Last edited: 23 July 2018 Status: Draft
Internal processes (service lambdas / cron tasks / etc) need the ability to communicate with our service api’s. Currently, our service api’s require an authentication token which is scoped to a real user, however in these contexts there is no user. As a result our internal processes have no way of fetching or modifying resources through our apis.
- Establish a mechanism for trusted internal parties to obtain authentication tokens recognized by our service apis.
- Ensure an entry point exists for RBAC, meaning trusted internal processes can be scoped to permissions in our system.
- Ensure there are no security holes. Prevent untrusted parties from obtaining service tokens. Minimize the number of stored secrets in our system.
- Constrain what services can obtain service tokens
- Limit the actions that services can perform with their tokens
User service will expose an endpoint which issues service tokens:
- Concretely these will be signed JSON web tokens (JWTs):
- They will enter our authentication layer in the same way as a traditional token. They can still be thought of as authentication tokens.
- When our auth layer detects a service token, it is validated against a stored secret.
- The tokens will be given an expiration based on expected usage.
As a required param, user service will accept and validate a special URL signed by AWS. This URL establishes the identity of the caller and must be validated before a service token can be issued:
- This is commonly referred to as a signed request URL. AWS Docs
- It will be passed on the body over SSL
- Should correspond to the STS get_caller_identity() operation. This returns the identifying information of the resource which generated the URL.
- For additional security, the signed request can be given an expiration. We can establish this value in a config.
- Boto exposes a method get_presigned_url()that will generate this URL on behalf of the caller. There is an expectation that the caller is some resource in our system that has AWS credentials.
User service will perform several checks on this URL:
- Validate the URL properly formatted, ie: It is the expected STS call
- Issue a GET request using the signed request URL, and validate the response is a success
- This validates the identity, and that the data wasn't tampered with, and it's within 15 mins of creating the signed request. More Details here
- If success, extract additional identifying information, including account id / assumed role / resource.

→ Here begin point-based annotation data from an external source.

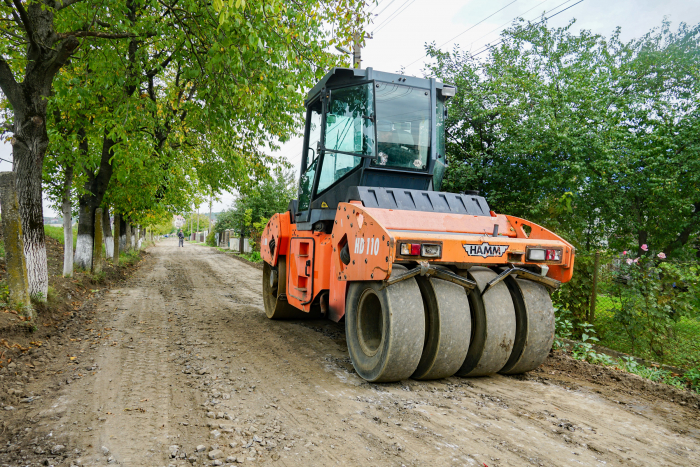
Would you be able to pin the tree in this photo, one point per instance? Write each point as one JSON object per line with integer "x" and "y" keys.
{"x": 595, "y": 138}
{"x": 269, "y": 196}
{"x": 33, "y": 52}
{"x": 246, "y": 69}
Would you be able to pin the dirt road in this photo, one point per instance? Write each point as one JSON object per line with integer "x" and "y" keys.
{"x": 187, "y": 370}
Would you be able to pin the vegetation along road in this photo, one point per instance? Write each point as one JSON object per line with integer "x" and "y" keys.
{"x": 191, "y": 372}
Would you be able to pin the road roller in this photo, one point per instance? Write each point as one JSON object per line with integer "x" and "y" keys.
{"x": 430, "y": 284}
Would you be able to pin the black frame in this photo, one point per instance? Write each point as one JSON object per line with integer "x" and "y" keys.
{"x": 340, "y": 78}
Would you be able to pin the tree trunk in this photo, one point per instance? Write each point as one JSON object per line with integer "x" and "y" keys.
{"x": 67, "y": 209}
{"x": 29, "y": 156}
{"x": 44, "y": 55}
{"x": 107, "y": 228}
{"x": 117, "y": 239}
{"x": 97, "y": 251}
{"x": 16, "y": 266}
{"x": 129, "y": 238}
{"x": 95, "y": 188}
{"x": 122, "y": 233}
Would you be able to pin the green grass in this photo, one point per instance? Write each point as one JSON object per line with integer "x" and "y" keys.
{"x": 57, "y": 233}
{"x": 127, "y": 258}
{"x": 681, "y": 351}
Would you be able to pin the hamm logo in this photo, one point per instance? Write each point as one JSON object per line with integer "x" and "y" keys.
{"x": 485, "y": 250}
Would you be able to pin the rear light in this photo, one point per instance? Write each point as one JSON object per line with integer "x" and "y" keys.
{"x": 536, "y": 254}
{"x": 410, "y": 249}
{"x": 430, "y": 251}
{"x": 541, "y": 254}
{"x": 553, "y": 255}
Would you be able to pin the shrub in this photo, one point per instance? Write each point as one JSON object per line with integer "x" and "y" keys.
{"x": 654, "y": 294}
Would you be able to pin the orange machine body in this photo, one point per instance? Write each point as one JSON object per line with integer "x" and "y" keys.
{"x": 374, "y": 236}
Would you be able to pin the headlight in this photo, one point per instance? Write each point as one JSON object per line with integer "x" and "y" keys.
{"x": 536, "y": 254}
{"x": 430, "y": 250}
{"x": 541, "y": 254}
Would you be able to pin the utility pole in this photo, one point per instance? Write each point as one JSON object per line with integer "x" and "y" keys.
{"x": 357, "y": 49}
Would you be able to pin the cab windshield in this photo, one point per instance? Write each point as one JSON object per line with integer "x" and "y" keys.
{"x": 403, "y": 126}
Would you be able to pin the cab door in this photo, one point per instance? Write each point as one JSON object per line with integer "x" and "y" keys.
{"x": 301, "y": 271}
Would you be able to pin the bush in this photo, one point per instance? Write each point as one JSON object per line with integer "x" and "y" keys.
{"x": 654, "y": 294}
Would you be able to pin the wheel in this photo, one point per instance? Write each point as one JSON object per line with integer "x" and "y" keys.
{"x": 447, "y": 328}
{"x": 535, "y": 326}
{"x": 493, "y": 326}
{"x": 274, "y": 298}
{"x": 385, "y": 328}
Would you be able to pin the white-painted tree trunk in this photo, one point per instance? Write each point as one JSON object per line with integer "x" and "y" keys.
{"x": 67, "y": 238}
{"x": 83, "y": 251}
{"x": 109, "y": 239}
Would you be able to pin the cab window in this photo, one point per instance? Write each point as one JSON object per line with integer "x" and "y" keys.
{"x": 403, "y": 127}
{"x": 349, "y": 130}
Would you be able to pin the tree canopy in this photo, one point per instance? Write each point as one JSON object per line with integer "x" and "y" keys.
{"x": 594, "y": 137}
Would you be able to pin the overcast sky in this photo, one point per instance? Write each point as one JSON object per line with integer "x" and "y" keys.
{"x": 403, "y": 27}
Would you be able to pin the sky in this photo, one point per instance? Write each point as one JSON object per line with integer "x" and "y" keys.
{"x": 401, "y": 28}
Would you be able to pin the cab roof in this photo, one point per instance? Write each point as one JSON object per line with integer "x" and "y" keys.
{"x": 345, "y": 76}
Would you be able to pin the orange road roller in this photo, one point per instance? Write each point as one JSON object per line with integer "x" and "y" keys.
{"x": 431, "y": 284}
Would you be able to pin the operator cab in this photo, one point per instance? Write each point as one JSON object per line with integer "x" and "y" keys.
{"x": 368, "y": 129}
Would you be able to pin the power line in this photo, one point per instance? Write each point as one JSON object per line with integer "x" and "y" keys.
{"x": 489, "y": 47}
{"x": 394, "y": 15}
{"x": 465, "y": 31}
{"x": 511, "y": 20}
{"x": 481, "y": 51}
{"x": 383, "y": 9}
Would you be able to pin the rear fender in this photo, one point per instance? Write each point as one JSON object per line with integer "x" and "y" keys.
{"x": 562, "y": 272}
{"x": 370, "y": 245}
{"x": 275, "y": 238}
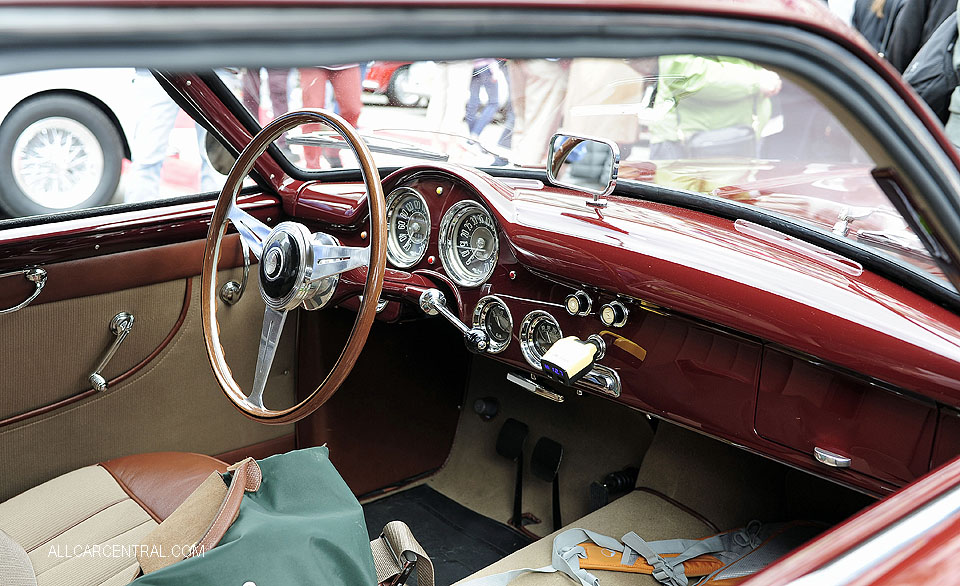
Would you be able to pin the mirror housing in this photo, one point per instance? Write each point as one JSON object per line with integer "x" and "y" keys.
{"x": 585, "y": 164}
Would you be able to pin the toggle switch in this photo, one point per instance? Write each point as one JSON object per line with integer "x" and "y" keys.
{"x": 578, "y": 304}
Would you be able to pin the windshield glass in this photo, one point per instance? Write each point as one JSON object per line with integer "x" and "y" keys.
{"x": 713, "y": 125}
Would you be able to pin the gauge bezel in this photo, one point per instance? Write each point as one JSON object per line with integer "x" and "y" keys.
{"x": 480, "y": 312}
{"x": 395, "y": 254}
{"x": 528, "y": 326}
{"x": 447, "y": 243}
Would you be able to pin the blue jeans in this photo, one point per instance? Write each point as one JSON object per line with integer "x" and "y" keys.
{"x": 476, "y": 120}
{"x": 149, "y": 145}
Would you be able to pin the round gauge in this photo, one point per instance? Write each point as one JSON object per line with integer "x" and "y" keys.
{"x": 492, "y": 314}
{"x": 538, "y": 331}
{"x": 408, "y": 227}
{"x": 468, "y": 244}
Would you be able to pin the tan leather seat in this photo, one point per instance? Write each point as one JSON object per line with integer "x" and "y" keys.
{"x": 81, "y": 528}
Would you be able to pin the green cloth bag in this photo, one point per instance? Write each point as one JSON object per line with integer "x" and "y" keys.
{"x": 302, "y": 526}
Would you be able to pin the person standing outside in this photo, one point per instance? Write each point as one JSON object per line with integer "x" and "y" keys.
{"x": 486, "y": 76}
{"x": 346, "y": 83}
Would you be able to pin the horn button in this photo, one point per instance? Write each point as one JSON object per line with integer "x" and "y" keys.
{"x": 281, "y": 267}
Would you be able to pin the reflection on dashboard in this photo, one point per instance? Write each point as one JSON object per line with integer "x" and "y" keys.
{"x": 493, "y": 316}
{"x": 468, "y": 244}
{"x": 408, "y": 227}
{"x": 538, "y": 331}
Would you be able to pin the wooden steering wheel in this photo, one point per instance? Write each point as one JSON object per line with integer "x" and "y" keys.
{"x": 296, "y": 268}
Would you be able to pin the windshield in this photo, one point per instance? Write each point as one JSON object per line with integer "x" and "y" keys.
{"x": 713, "y": 125}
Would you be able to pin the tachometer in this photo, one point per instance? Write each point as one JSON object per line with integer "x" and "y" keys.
{"x": 538, "y": 331}
{"x": 492, "y": 314}
{"x": 408, "y": 227}
{"x": 468, "y": 244}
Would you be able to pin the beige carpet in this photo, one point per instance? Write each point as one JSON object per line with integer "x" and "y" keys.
{"x": 649, "y": 516}
{"x": 598, "y": 437}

- Check the resource is in the same account
If all checks succeed, user-service will:
- Ensure a service user exists for the requesting resource.
- This user will be persisted to our service user table
- The user will have a similar shape to other user types, and will end up being cached in the current user context along with their permissions on authentication.

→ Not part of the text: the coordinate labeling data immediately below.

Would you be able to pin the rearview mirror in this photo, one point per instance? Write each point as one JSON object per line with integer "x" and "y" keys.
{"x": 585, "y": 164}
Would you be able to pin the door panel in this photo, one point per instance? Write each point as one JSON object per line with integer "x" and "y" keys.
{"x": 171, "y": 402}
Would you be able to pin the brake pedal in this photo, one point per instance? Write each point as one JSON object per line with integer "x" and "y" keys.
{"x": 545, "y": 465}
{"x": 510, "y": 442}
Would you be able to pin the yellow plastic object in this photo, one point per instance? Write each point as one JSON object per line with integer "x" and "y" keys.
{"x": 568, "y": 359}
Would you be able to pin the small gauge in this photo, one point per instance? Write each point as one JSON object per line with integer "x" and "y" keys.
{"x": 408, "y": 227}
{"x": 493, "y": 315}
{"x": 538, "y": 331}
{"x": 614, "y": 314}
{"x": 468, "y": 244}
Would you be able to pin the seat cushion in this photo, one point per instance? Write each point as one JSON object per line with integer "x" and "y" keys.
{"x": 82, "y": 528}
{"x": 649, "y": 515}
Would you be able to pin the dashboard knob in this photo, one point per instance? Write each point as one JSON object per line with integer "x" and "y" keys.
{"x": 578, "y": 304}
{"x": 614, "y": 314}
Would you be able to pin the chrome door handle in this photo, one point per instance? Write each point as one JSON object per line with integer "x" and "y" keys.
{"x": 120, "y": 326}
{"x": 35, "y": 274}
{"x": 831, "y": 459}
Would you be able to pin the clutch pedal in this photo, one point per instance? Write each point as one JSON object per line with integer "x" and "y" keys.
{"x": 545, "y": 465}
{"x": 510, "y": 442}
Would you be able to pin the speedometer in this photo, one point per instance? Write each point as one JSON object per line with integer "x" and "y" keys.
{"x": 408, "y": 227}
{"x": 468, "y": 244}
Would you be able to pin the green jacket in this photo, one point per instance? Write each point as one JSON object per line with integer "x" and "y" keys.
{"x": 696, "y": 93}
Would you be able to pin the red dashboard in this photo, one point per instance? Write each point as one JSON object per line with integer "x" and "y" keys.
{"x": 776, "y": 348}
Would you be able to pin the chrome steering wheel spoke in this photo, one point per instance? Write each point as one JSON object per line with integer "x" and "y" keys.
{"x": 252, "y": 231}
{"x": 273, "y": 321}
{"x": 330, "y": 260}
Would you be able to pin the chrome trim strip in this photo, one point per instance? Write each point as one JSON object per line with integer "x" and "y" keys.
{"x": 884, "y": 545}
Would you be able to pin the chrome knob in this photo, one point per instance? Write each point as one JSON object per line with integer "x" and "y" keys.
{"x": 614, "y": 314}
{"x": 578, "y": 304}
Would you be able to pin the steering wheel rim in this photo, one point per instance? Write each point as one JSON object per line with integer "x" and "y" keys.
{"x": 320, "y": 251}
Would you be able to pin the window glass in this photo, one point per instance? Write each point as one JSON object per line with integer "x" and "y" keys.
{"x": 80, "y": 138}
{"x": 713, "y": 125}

- The email used for this user will be derived from the assumed role + resource name of the requesting resource.
- If RBAC configuration exists for this user, ensure the created user is given permissions
- Return the service token
We will want to abstract away the whole process of obtaining a service token from our library consumers. We can wrap the whole token fetching process in a shared method get_service_token(), and expose that through a common library like [company]-authentication. Any [company] process with an AWS context can import this function to obtain a service token.

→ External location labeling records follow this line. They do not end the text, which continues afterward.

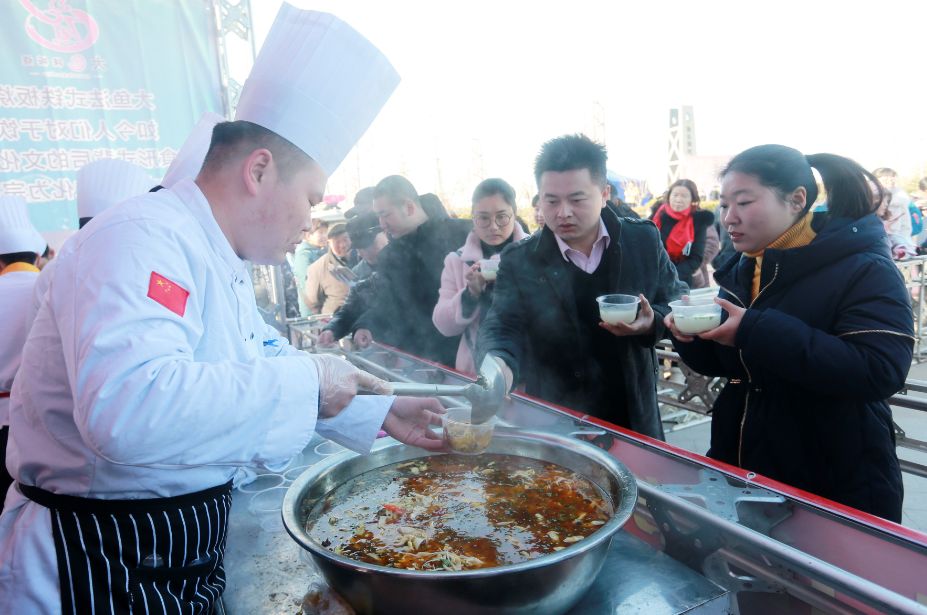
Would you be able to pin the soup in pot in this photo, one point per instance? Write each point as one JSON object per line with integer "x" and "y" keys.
{"x": 458, "y": 512}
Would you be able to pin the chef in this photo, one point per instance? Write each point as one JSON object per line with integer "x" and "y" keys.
{"x": 100, "y": 185}
{"x": 189, "y": 159}
{"x": 159, "y": 378}
{"x": 20, "y": 247}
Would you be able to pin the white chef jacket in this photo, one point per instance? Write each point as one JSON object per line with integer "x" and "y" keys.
{"x": 124, "y": 398}
{"x": 16, "y": 293}
{"x": 39, "y": 290}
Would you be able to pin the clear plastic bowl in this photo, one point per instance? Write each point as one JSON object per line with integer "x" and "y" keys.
{"x": 464, "y": 437}
{"x": 696, "y": 316}
{"x": 267, "y": 506}
{"x": 261, "y": 482}
{"x": 618, "y": 308}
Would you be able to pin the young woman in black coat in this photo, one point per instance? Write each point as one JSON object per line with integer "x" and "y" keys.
{"x": 818, "y": 331}
{"x": 683, "y": 229}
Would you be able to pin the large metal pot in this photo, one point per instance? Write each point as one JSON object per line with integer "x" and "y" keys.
{"x": 549, "y": 584}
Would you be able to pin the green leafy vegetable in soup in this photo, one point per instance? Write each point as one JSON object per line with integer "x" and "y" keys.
{"x": 456, "y": 512}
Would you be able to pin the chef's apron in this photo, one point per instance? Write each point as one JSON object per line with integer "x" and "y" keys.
{"x": 160, "y": 555}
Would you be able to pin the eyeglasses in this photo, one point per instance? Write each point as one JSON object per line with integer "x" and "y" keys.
{"x": 484, "y": 220}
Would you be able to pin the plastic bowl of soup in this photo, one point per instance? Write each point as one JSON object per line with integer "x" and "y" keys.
{"x": 465, "y": 437}
{"x": 618, "y": 308}
{"x": 489, "y": 267}
{"x": 696, "y": 316}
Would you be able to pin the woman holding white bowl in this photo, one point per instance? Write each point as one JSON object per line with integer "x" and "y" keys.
{"x": 466, "y": 293}
{"x": 817, "y": 335}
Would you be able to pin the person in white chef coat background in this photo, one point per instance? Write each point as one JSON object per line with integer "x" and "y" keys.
{"x": 100, "y": 185}
{"x": 20, "y": 248}
{"x": 159, "y": 378}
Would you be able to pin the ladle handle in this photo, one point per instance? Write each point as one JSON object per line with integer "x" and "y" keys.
{"x": 418, "y": 389}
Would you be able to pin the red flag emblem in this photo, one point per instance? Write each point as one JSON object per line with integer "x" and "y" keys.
{"x": 168, "y": 293}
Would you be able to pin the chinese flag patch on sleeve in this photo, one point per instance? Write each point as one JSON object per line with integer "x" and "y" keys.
{"x": 168, "y": 293}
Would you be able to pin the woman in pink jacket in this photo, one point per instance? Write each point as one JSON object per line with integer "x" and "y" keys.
{"x": 465, "y": 294}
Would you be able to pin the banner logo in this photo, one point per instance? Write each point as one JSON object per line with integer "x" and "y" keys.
{"x": 60, "y": 27}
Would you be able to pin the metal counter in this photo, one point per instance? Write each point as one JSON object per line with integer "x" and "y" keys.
{"x": 268, "y": 572}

Currently the only use case we have for service tokens is the computed entity case. I think we should maintain a whitelist of permitted resource identities, in order to prevent unexpected parts of our system from requesting service tokens. In the future we might give assumed roles to contractors or third party services, so we wouldn't want to recognize service token requests for any IAM role in the account. This creates friction - since new resources which desire the ability to request service tokens will need to register themselves with the white list. This is something that can be configured out of band, by a developer. We might want to issue notifications for resources in our system that have requested service tokens, but haven't been whitelisted.
EXAMPLE SEQUENCE DIAGRAM
In the above example, venue service obtains an authentication token (service token), and uses it to hit the entitlement API. Venue will prepare a service token request by obtaining a signed request url from STS. It will then pass the signed request URL to user service. User service validates the URL, and returns the service token. The returned service token can be used in subsequent calls to entitlement service.